Common sense, from a risk perspective, would dictate a lower interest rate for a larger downpayment when buying a home or investment property. Afterall, the greater the capital the applicant has invested into the property, the less "risky" the mortgage would be from a lending perspective, right? Wrong!
Ever since the 2008 credit crunch, common sense lending is pretty much a thing of the past. Insured mortgages, downpayment less than 20%, have lower interest rates than conventional, downpayment with more than 20%!
Why Are Insured Mortgages Offered At A Lower Interest Rate?
Typically lenders bulk insure mortgages . This allows the banks to sell off these mortgage as investments. Without getting into the complexities of securitization:
- Mortgages with less than 20%: Applicants pay for the insurance premium (CMHC, Genworth or Canada Guarantee).
- Mortgages with 20% or higher downpayment: Lenders pass on the cost of the insurance premium via a higher interest rate
Example: fully featured mortgage with less than 20% downpayment is offered at 2.49%, where as a conventional mortgage is offered at 2.59%
What About Investment Properties?
From a lending risk perspective, investment properties financing is riskier than an owner occupied property for the following reason: if the applicants encounter lifestyle changes such as loss of income, they are more likely to do what it takes to keep their home mortgage up to date than keeping the investment property mortgage up to date. Hint: Buy a positive cash flow investment property. Some lenders limit the number of properties an applicant can finance where others limit the total dollar amount lent to an applicant. Example: no more than 2 rental properties financed by the same lender or no more than $1.5 million in mortgages lent to one client.
Investment properties require a minimum of 20% downpayment and in certain cases 25% downpayment depending on the applicants' credit worthiness and the property details.
True Cost of CMHC Insurance Premium
Here is a case study of $500k purchase with 20% downpayment vs 15% downpayment:
20% Downpayment: Mortgage $400k amortized over 25 years at 2.59%, $1809.84 monthly payment.
15% Downpayment: Mortgage $432,650 ($7,650 insurance premium added to the mortgage) amortized over 25 years at 2.49%, $1935.97 monthly payment.
Payment difference: $1,935.97 - $1,809.84 = $126.13 x 60 months (5 year term) = $7,567.20 which is roughly the insurance premium amount capitalized into the mortgage.

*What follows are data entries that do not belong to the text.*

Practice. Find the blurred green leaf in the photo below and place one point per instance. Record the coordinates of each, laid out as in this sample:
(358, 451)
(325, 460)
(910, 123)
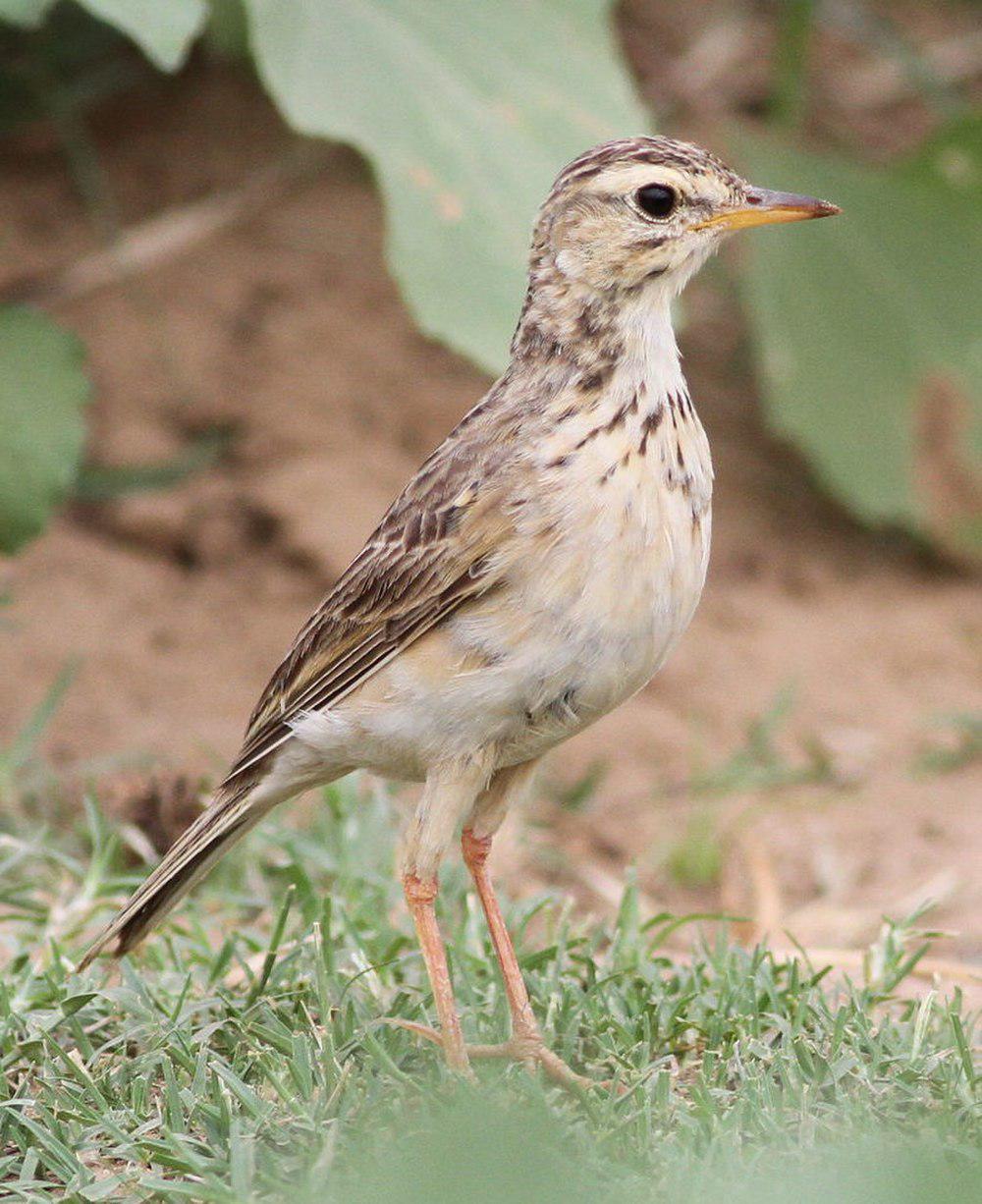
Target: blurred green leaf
(43, 389)
(465, 111)
(163, 30)
(868, 331)
(27, 14)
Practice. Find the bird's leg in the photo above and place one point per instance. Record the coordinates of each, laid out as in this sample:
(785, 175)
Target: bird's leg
(447, 797)
(526, 1043)
(475, 851)
(420, 896)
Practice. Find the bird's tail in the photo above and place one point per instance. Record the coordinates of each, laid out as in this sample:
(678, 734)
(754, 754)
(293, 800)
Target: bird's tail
(229, 816)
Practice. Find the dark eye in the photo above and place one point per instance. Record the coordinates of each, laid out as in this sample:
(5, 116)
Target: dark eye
(657, 200)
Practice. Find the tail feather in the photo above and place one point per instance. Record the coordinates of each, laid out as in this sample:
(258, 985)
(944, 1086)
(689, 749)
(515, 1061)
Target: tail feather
(228, 818)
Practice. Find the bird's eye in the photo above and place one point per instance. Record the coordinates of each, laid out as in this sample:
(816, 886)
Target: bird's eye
(657, 200)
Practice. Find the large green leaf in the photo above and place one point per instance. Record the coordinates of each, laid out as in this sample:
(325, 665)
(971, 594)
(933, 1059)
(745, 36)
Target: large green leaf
(465, 110)
(869, 331)
(42, 393)
(163, 29)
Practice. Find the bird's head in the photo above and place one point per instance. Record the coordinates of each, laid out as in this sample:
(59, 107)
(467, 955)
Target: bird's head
(651, 208)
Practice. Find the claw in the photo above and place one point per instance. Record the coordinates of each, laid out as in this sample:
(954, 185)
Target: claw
(529, 1050)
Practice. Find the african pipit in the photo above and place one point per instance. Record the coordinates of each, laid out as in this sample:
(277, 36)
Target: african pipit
(534, 574)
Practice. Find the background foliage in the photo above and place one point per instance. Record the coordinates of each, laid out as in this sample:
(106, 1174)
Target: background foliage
(864, 329)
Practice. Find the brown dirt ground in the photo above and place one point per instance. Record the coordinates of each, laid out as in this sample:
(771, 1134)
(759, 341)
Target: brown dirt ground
(287, 326)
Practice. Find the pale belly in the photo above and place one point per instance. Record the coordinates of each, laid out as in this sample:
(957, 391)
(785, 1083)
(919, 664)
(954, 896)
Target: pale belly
(581, 624)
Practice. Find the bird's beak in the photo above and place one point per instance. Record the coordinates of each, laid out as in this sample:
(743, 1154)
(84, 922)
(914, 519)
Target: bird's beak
(763, 207)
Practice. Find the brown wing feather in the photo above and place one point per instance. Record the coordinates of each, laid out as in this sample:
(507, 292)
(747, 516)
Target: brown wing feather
(430, 554)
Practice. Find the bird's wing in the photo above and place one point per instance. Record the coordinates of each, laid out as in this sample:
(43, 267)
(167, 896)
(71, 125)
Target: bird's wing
(435, 549)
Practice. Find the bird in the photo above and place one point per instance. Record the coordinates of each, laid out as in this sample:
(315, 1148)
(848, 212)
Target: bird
(534, 574)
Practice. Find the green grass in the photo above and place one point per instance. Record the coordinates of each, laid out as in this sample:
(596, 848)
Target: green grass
(242, 1055)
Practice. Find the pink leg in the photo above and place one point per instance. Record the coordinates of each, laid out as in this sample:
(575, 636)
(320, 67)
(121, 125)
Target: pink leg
(420, 896)
(526, 1043)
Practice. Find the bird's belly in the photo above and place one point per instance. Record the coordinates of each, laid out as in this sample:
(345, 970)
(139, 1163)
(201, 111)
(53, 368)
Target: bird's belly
(572, 631)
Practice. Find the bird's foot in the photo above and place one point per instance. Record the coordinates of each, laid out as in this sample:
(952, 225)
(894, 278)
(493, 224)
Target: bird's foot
(526, 1048)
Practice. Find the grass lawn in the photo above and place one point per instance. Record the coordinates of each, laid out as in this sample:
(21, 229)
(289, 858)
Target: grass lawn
(242, 1055)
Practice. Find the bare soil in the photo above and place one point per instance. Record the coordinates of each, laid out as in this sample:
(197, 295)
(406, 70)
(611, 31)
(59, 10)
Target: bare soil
(287, 329)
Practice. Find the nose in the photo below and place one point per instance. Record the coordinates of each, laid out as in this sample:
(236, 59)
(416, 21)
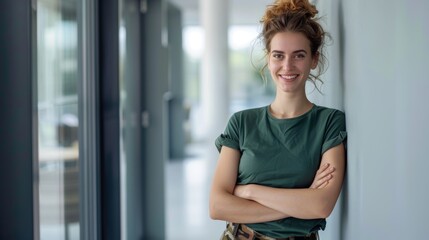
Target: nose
(288, 63)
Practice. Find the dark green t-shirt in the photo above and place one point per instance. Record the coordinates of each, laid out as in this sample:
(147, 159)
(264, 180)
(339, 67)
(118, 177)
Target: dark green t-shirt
(283, 153)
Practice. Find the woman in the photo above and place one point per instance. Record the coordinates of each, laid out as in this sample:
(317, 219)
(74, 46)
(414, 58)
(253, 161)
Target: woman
(281, 167)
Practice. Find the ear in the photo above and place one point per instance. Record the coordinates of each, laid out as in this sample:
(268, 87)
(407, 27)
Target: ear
(315, 60)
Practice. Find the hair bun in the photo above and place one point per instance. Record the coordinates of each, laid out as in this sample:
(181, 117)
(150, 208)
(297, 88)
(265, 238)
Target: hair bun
(281, 7)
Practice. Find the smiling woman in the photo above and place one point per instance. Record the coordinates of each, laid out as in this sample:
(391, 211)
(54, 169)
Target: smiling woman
(281, 166)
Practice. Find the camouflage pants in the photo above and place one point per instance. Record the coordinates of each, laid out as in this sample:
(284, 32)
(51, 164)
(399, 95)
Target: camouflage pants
(242, 232)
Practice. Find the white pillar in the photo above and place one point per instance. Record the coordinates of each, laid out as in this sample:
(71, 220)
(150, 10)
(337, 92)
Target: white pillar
(215, 67)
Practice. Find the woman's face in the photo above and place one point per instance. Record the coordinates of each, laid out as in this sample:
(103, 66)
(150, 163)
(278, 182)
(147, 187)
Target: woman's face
(290, 61)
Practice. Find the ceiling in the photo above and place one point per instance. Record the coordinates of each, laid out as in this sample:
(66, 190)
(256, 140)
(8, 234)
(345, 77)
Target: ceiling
(242, 12)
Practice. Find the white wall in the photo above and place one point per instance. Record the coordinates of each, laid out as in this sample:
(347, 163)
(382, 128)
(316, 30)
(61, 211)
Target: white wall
(382, 62)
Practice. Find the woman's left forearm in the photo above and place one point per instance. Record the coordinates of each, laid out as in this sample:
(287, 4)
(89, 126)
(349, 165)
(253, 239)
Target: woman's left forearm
(302, 203)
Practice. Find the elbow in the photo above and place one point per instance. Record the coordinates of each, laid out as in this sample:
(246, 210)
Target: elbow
(214, 211)
(325, 210)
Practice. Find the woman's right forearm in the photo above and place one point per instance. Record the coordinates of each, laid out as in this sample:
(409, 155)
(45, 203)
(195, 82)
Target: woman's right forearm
(227, 207)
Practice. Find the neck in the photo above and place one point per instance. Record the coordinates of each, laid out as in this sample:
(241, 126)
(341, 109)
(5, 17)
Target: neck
(289, 106)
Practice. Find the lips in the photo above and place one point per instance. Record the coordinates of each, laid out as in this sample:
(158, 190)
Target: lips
(289, 77)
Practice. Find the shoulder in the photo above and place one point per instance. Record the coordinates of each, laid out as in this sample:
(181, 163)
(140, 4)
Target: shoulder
(328, 113)
(251, 113)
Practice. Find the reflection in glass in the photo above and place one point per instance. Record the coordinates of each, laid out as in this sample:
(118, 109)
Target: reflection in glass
(57, 84)
(130, 137)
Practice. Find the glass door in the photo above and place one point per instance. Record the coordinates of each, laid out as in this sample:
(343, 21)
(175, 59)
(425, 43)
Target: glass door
(58, 119)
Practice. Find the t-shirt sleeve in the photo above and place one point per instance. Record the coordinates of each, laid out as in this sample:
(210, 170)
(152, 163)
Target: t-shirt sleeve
(335, 133)
(230, 137)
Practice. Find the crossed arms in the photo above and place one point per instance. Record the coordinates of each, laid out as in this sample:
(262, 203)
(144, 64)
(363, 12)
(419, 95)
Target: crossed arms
(256, 203)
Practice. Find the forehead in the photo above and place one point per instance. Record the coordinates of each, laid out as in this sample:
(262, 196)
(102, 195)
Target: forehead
(289, 42)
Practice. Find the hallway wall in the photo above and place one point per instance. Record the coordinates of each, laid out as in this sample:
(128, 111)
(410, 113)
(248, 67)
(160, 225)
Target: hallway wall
(383, 51)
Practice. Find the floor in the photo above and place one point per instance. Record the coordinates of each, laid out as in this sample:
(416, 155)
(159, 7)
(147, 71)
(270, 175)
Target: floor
(188, 184)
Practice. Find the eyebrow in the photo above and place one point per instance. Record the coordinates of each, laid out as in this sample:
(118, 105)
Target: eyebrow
(297, 51)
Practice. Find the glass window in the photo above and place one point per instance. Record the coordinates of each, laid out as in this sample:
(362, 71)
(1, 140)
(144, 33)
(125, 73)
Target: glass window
(58, 120)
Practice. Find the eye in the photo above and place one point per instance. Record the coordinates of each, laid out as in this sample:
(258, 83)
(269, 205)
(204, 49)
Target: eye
(300, 56)
(277, 56)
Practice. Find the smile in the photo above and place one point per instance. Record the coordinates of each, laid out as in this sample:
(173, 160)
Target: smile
(289, 77)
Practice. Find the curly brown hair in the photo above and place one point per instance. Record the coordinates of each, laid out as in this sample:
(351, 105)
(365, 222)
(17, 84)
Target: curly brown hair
(295, 16)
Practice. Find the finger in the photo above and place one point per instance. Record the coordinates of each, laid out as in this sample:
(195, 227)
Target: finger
(325, 173)
(323, 185)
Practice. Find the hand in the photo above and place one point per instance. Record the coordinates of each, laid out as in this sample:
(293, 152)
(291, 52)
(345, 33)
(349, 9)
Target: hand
(323, 175)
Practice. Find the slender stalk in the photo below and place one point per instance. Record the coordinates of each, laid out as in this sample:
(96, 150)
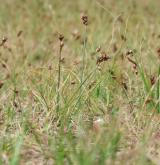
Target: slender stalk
(158, 92)
(59, 72)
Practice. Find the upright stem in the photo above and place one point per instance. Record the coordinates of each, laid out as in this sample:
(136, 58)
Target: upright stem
(59, 76)
(158, 91)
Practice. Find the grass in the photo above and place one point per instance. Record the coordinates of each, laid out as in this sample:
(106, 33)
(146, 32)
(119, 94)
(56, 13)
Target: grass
(97, 100)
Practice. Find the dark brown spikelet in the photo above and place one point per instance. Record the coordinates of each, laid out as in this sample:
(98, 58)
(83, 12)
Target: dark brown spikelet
(85, 20)
(3, 41)
(102, 58)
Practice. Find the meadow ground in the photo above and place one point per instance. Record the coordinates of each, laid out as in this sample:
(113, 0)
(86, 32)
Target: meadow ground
(79, 82)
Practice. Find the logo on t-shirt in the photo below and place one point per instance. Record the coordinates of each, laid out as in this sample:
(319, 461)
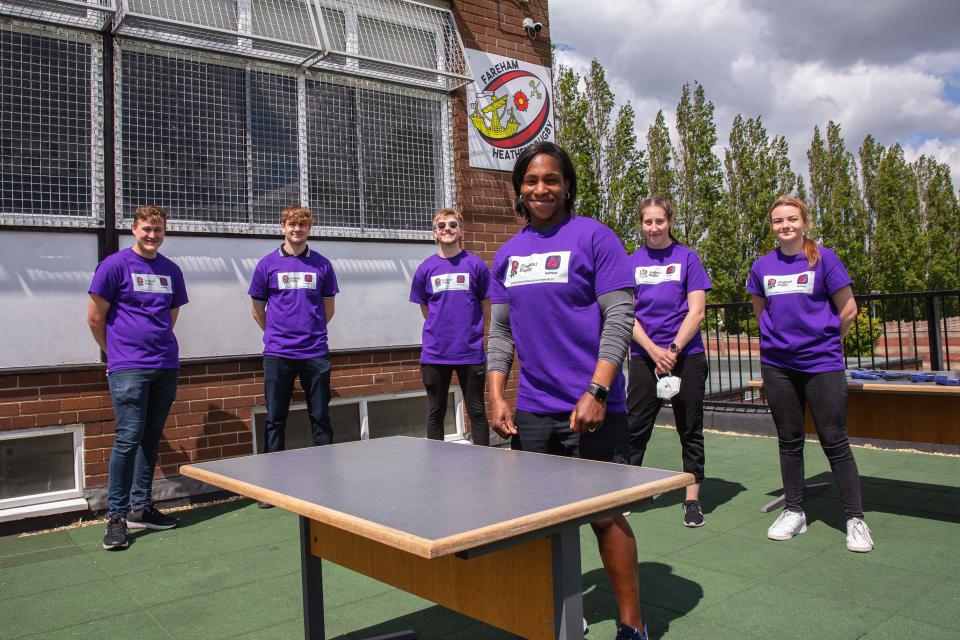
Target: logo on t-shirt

Mortgage balance at renewal: $339,163 vs $366,112, a difference of $26,949.
Net difference: $26,949+$7,567.20-$25,000 (difference in additional downpayment) = $9,516.69 in 5 years only. Over the life of the mortgage, the number grows.
What's the point I'm conveying? The lower interest mortgage doesn't payoff in the long term due to the added insurance premium (compounded interest over 25 years) and be nice to your parents or siblings who might consider gifting the difference in downpayment to get you to 20%! The overall cost of financing is more important than just looking at mortgage rate.